According to police, the unidentified suspect, scribbled a swastika and what appears to be a reference to the number of Jews killed in the Holocaust on the statue, but he appears to have mis-quantified the grisly total.
The words "Danke, 600,000,000" ("Thank you" in German) were scrawled on Rabin's bust; the suspect was found passed out and intoxicated at 9 a.m. a few hundred meters from the statue in Rabin Square, a large public city square where Rabin was shot and killed in 1995. He had two knives and writing materials with him.
"Police units arrived in the area shortly after the incident took place and found the suspect, who was apparently under the influence of alcohol, nearby with two knives," according to Israel Police spokesman Micky Rosenfeld, the Jerusalem Post reported.
"There was damage caused to the statue due to the graffiti, and the man was taken to the police station where he is being questioned," he added.
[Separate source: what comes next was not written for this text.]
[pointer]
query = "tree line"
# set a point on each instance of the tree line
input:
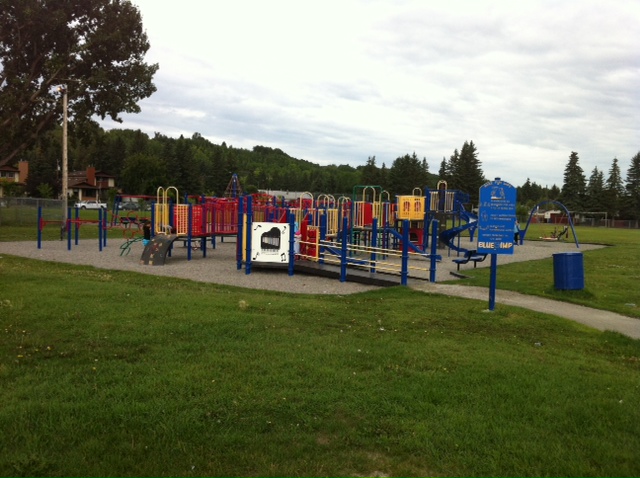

On November 4, 1995, Rabin was shot by Yigal Amir, a far-right activist, after the signing of the Oslo Accords, a set of agreements between Israel and the Palestine Liberation Organization. The Oslo Accords laid the groundwork for the creation of a Palestinian state, which far-right nationalists like Amir saw as capitulation to Palestinian resistance and protests in the West Bank and Gaza.
The assassination of Rabin sent shockwaves through Israel, as its citizens were compelled to reflect on the nationalist campaigning and ardent slogans directed at Rabin before his death. In November 2017, Amir began his retrial, in which he plans to prove that the bullets fired from his gun did not cause Rabin's death.
Many governments, including Israel's, prohibit the display of Nazi symbols.